Well, while it might be awhile before you can actually hone your Jedi skills or beam yourself up to the mothership, a true immersive virtual reality display isn’t as far off as you think. What’s better, it won’t require some clunky optics or crazy set-up. In fact, this cutting edge technology would be small enough to fit in your eye like a contact lens, which is exactly what we have here in the iOptik contact lens.
Designed by Washington-based company Innovega, iOptiks are contact lenses that enhance your normal vision by allowing you to view virtual and augmented reality images without the use of any bulky apparatus. Instead of oversized VR helmets, digital images are projected onto tiny displays in full color that sit very near to your eye.

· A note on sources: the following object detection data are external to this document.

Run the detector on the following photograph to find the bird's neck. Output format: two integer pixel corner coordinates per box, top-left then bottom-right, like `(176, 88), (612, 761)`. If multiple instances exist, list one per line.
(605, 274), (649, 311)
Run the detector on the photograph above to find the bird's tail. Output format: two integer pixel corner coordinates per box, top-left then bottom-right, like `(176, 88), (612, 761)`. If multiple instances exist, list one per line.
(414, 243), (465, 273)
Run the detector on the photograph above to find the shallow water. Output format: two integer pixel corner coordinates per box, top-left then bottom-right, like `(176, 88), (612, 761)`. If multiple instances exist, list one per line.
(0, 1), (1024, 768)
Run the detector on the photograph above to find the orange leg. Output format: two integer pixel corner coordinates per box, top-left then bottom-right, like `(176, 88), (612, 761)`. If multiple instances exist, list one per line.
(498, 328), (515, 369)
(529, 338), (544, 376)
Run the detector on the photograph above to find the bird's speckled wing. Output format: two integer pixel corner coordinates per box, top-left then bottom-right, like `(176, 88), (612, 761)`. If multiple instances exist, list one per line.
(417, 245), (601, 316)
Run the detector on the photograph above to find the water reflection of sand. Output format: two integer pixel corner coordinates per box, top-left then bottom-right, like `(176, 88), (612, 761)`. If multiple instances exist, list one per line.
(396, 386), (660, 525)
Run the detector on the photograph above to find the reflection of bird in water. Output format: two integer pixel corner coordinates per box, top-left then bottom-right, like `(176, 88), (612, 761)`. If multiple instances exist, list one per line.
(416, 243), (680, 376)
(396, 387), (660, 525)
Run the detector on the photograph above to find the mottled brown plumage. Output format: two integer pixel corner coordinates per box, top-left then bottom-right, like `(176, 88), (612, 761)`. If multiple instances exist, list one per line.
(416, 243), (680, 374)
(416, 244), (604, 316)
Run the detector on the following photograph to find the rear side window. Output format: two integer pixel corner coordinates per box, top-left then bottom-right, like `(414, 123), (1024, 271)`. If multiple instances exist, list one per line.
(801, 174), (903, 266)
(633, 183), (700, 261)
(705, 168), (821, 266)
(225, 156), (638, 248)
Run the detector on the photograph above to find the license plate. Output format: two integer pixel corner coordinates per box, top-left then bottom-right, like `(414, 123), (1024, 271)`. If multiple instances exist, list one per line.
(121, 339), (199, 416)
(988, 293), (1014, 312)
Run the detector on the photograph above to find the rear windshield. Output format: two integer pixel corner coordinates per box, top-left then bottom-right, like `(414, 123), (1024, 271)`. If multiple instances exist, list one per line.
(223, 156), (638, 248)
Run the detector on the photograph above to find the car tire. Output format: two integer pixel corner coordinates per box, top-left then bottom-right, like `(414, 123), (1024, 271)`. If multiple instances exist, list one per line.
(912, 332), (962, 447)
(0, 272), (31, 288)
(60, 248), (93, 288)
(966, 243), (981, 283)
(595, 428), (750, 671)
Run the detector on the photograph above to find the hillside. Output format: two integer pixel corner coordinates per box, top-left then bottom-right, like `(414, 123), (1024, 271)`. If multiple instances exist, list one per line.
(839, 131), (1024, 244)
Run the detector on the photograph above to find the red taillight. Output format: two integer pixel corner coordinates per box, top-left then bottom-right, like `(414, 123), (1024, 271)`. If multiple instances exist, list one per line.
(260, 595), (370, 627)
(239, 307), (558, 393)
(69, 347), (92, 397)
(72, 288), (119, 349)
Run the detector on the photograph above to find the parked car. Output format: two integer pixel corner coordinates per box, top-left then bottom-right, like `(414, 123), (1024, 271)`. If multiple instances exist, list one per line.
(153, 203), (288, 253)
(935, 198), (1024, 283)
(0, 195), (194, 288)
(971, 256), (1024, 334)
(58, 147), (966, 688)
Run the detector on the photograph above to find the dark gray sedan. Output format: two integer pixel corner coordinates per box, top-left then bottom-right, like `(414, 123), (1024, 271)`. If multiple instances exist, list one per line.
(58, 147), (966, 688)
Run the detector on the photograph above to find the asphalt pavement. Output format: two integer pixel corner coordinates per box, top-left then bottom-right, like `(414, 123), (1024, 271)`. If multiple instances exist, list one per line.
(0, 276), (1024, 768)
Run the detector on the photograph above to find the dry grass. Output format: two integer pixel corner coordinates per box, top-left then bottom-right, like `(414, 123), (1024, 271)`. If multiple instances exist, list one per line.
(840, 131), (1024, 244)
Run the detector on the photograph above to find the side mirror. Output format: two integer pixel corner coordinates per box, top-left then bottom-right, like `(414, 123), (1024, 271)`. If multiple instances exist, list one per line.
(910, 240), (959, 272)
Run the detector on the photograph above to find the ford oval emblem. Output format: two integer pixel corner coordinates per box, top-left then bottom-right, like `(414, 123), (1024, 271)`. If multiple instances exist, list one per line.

Innovega states that because these images are so tiny, they can be housed in a wide array of objects, most likely a pair of sunglasses that would work in tandem with the contact lenses. Normally these images would be too small or near for the human eye to focus on and require a head-mounted display, but because iOptik lenses enhance your normal vision within the confines of your actual eye via the contact lens, the resulting effect allows for very real immersive 3-D large screen images.
Of course it isn’t just 3-D images that iOptiks can project. Innovega says that the applications for iOptiks go beyond simple movie viewing. While the micro-display can be occluded to allow for highly immersive 3-D images similar to what you would experience at the movies, it can also be used for 3-D gaming. You will even be able to utilize a “transparent display for augmented reality applications”.
Sounds pretty amazing right? But how does it work? According to Innovega, and without getting overly technical, the mechanics behind the lenses involves sophisticated optics and filters embedded into standard contact lenses. The lenses allow your eye the ability to focus on these micro-displays that are placed within proximity to your eyeballs. The optics in the lens then magnifies the tiny image found on the micro-display and transforms it into a very large one. Put simply, because the focusing optics are found within the contact lens, resolution and image size won’t be affected regardless of how small or thin the micro-display is.
While it isn’t entirely “glasses free,” it’s still a stark contrast from many of the VR headsets we have seen in the past. The iOptik lenses won’t work without images generate by the micro-display, which is why Innovega is planning to license out the technology to consumer eyewear manufactures as well as established contact lens manufacturers.
It’s interesting to note however that this isn’t the first eye augmentation technology we have come across. Recently a University of Washington research team were looking to develop contact lenses that would allow you to check your email and surf the web. Although, that technology seems further off.
Of course, along with virtually any new technology comes potential risk and harm, especially technology that interacts so intimately with our bodies. Right now Innovega isn’t saying if there are any long term negative eye effects and are working with the aid of DARPA funding to create a prototype for the military. Exact pricing for the iOptiks should be comparable to regular contact lenses (depending on prescription), so it shouldn’t be out of reach for the vast majority of us, while a working consumer version should hit the market in about two or three years.